Arlington Won't Name a Street for MLK, But Says New Sign Toppers Honor His "Can-Do Legacy"

Arlington Won't Name a Street for MLK, But Says New Sign Toppers Honor His "Can-Do Legacy"

Naming a street for Martin Luther King Jr. is perhaps the easiest way a city can express its approval of the civil rights movement. Aside from whatever pittance is required to update maps and street signs, it's completely painless, particularly since it doesn't require any actual effort to address stubborn residential segregation or racial gaps in income, education or geography.

For Arlington, though, that's a bridge too far. So, instead of devoting an entire roadway to the nation's preeminent civil rights icon, they're honoring his legacy with 16 tasteful sign toppers.

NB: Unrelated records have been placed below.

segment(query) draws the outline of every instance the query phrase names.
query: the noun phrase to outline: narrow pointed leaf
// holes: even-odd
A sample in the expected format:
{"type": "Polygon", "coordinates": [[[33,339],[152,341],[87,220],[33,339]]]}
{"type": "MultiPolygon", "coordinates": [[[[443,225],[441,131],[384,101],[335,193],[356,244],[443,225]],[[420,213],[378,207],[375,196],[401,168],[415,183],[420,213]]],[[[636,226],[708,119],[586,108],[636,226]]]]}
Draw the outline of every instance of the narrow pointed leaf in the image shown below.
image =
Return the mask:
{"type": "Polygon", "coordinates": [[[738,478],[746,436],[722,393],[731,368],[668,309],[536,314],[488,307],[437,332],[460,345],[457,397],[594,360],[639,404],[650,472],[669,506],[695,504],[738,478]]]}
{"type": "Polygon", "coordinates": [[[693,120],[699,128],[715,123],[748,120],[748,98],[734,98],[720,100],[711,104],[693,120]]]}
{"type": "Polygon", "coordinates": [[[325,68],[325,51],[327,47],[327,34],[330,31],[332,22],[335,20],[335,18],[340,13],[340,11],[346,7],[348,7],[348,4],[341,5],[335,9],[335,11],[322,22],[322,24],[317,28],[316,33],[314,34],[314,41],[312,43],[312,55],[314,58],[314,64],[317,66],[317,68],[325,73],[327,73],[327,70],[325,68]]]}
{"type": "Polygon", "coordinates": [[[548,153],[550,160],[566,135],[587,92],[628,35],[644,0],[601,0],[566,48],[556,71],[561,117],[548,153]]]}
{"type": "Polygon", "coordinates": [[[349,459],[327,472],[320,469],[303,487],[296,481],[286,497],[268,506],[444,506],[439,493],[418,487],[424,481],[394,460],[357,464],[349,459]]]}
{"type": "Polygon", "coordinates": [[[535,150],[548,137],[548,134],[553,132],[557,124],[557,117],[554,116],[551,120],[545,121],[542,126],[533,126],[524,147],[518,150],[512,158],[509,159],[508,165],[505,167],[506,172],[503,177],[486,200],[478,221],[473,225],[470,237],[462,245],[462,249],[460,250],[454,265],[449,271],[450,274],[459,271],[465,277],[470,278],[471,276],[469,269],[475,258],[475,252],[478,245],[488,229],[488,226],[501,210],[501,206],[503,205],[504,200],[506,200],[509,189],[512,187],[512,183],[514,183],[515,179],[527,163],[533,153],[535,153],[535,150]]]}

City leaders are celebrating the sign toppers as a major accomplishment. Mayor Robert Cluck is proud that they will be placed along Center Street, "the center of our community."

Arlington City Councilman Michael Glaspie told the Fort Worth Star-Telegram, "It gives us the chance to honor a great person who changed our lives." The placement of the sign toppers "speaks to King's can-do legacy."

The Arlington branch of the NAACP isn't so sure. For several years, it has been pushing for a street to be named for MLK. In 2012, the branch was rebuffed in its attempt to rechristen Division Street, by property owners reluctant to change signs and business cards.

Maybe Division Street wasn't the right spot, but those pushing for an MLK street in Arlington make a compelling argument. In a town with a Nolan Ryan Expressway and a Tom Landry Freeway, shouldn't there enough asphalt for a King?